I love regular chicken noodle soup, but this chicken tortilla soup is a fun twist on a comforting favorite. This is a great pantry soup because it utilizes everyday ingredients such as canned crushed tomatoes, beans, corns, and chicken stock. This is also a great way to use up any leftover chicken that’s taking up space in the fridge. And of course you can’t have a soup like this without tons of toppings- I need limes, sour cream, and cheddar cheese!

Enjoy!

Ingredients (6 servings)
-2 cooked chicken breasts, shredded
-1/2 small onion, diced
-1 jalapeño, deseeded & finely diced
-28 oz crushed tomatoes
-8 cups chicken broth
-14 oz black beans
-6 oz frozen corn
-1/4 cup cilantro, chopped
-2 limes (1 juiced, 1 cut into wedges for serving)
-Toppings: tortilla strips, sour cream, cheddar cheese
-Olive oil

Seasonings
-1 tsp cumin
-1 tsp chili powder
-Salt and pepper

Instructions (45 minutes) 
1. In a large pot over medium heat, pour in 2 tbls of olive oil and sauté the onion for 3 minutes until softened.
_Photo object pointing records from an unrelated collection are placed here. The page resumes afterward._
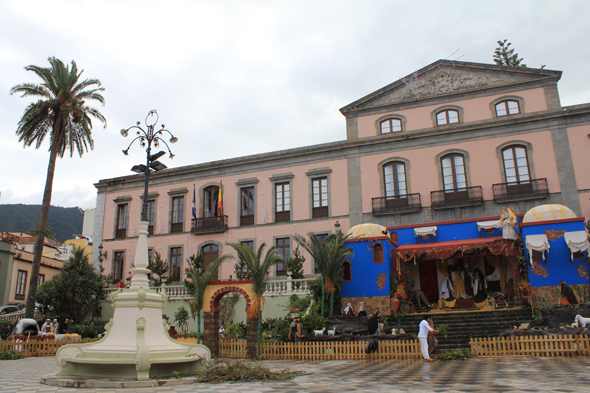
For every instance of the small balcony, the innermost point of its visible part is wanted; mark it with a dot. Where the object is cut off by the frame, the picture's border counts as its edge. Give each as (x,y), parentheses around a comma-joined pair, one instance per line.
(461,197)
(206,225)
(520,191)
(410,203)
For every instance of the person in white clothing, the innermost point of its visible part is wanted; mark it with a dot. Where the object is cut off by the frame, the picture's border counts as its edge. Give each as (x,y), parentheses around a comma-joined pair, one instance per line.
(423,336)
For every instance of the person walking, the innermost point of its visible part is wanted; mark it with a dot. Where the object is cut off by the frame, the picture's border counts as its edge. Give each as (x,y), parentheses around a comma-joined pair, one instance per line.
(423,336)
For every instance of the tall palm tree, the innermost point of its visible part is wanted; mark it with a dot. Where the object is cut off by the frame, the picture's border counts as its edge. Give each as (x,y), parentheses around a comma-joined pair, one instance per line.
(260,271)
(329,256)
(198,281)
(60,112)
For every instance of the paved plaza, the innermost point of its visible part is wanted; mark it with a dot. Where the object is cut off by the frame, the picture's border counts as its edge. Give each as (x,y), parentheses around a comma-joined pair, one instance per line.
(475,375)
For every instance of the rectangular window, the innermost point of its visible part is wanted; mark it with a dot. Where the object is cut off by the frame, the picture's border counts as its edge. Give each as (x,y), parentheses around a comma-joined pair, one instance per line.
(322,239)
(319,193)
(119,265)
(177,214)
(284,247)
(122,220)
(247,206)
(282,202)
(151,213)
(21,285)
(176,263)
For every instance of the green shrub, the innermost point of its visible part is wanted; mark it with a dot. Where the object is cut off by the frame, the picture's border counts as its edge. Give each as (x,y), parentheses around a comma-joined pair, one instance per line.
(456,354)
(234,328)
(11,354)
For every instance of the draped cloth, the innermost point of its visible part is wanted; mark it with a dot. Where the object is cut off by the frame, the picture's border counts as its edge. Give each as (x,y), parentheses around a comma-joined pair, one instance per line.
(576,241)
(536,243)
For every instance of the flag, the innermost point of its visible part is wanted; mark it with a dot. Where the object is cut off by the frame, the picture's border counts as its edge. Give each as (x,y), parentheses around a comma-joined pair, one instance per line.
(194,205)
(220,200)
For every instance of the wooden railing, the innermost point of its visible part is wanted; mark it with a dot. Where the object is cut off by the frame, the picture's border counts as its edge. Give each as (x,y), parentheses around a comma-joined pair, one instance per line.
(229,348)
(531,346)
(37,348)
(341,350)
Add in the jalapeño and seasonings (cumin, chili powder, and salt and pepper,) and cook for 2 minutes.
2. Pour in the crushed tomatoes and chicken broth, and bring to a boil. Add in the black beans and corn and simmer on low heat for 15 minutes.
3. Add the shredded chicken to the soup. Stir in the cilantro and lime juice, and serve topped with the tortilla strips, sour cream, and cheddar cheese.